El Columbario de Orduña es el segundo de Euskadi, adjuntado con el de Elgoibar, y el primero de Bizkaia. El de Elgoibar se inauguró en el primer mes del año de 2017, está situado al lado del cementerio de Olaso y recopila los restos de 57 personas que proceden de la exhumación de 44 fosas. El columbario de Orduña quiere ofrecer continuidad a la tarea de memoria histórica impulsada por Gogora.

Según ha recordado la Consejería, entre 1937 y 1941, en Orduña, en el instituto de los Padres Jesuitas, se estableció un campo de concentración de presos de guerra y más tarde, en el mes de octubre de 1939, una prisión central donde murieron, por lo menos, 255 personas, 24 de ellas en el campo de concentración.

Algunos de los cautivos, apuntaron, fueron usados como "trabajadores forzosos" para efectuar distintos trabajos de construcción en la región. El campo de concentración de Orduña empezó a marchar en el mes de julio de 1937, "en el momento en que el bando rebelado puso en marcha una red de campos para concentrar de manera masiva a los combatientes republicanos apresados y clasificarlos en dependencia de su nivel de implicación a favor de la República", han contado.

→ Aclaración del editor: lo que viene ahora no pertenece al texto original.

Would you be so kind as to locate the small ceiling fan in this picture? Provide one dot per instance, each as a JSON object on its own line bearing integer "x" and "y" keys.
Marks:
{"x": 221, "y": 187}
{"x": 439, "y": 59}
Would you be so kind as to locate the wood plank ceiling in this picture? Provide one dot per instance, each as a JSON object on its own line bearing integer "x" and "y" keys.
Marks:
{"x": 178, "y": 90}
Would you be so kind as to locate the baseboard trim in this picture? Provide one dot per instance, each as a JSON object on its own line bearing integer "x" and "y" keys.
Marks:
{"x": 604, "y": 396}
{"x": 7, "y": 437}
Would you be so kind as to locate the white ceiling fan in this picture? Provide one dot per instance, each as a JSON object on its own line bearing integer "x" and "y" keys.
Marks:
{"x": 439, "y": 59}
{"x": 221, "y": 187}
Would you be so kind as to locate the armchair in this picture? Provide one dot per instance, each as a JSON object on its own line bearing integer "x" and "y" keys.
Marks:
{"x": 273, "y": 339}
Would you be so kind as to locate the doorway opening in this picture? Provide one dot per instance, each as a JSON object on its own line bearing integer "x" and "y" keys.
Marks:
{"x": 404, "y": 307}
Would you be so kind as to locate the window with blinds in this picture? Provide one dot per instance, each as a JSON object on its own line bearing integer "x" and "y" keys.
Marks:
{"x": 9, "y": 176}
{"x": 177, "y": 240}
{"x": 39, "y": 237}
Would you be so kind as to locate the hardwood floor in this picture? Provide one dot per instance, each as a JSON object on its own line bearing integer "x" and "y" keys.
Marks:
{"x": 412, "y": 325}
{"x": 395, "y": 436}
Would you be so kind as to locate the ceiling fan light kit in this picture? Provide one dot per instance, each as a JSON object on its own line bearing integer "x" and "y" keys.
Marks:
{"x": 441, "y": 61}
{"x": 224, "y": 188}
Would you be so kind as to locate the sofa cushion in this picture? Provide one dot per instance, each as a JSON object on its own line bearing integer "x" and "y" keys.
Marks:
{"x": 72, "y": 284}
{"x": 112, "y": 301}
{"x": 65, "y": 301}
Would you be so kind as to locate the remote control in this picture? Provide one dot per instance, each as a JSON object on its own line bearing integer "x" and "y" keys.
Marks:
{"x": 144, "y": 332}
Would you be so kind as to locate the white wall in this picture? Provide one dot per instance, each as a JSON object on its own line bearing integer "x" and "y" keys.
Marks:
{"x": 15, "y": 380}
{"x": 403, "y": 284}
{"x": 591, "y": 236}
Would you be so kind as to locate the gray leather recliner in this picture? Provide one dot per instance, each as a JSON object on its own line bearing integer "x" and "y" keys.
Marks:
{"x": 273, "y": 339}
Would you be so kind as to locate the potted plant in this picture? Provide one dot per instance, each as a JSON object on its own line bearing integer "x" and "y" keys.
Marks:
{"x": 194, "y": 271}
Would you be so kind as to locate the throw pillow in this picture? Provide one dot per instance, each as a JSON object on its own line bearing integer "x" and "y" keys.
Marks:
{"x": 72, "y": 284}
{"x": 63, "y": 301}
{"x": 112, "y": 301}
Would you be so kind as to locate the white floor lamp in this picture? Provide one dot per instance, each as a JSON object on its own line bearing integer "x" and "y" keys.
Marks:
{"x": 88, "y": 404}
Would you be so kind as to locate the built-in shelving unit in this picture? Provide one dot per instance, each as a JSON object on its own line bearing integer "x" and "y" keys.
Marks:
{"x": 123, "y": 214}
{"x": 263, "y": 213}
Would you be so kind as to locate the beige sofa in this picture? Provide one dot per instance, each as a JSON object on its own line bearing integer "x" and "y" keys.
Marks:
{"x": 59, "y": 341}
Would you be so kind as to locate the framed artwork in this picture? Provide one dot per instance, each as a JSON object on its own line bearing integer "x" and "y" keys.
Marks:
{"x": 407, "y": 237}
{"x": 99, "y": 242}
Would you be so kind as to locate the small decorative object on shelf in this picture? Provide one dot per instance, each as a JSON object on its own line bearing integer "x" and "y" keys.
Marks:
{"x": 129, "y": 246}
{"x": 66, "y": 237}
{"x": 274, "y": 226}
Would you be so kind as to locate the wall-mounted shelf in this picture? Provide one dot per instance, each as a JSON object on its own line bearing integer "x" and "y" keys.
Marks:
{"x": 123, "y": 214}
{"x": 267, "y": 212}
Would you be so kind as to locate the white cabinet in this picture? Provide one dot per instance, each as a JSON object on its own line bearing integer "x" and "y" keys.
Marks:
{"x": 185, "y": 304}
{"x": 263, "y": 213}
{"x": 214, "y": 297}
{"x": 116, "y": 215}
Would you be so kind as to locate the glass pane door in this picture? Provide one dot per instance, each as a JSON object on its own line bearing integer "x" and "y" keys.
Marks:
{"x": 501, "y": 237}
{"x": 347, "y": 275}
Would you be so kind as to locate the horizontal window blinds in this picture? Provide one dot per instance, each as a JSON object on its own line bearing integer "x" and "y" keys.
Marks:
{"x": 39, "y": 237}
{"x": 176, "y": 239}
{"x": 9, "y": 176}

La mayoría de estos campos se clausuraron en 1939, salvo ciertos, como el de Orduña (1939-1941), que pasaron a ser cárceles. Finalizada la guerra, Orduña pasó a ser parte "del engranaje de la política penitenciaria del franquismo, en especial desarrollada para todos los que perdieron la guerra y el perfil de los presos cambió, en tanto que procedían de sitios apartados de Euskadi", indicó el Departamento.

De este modo, ha añadido, se conoce que la mayor parte de la gente que murieron estando cautivas en Orduña eran naturales de las comunidades de Extremadura, Andalucía, Castilla la Mancha y Cataluña.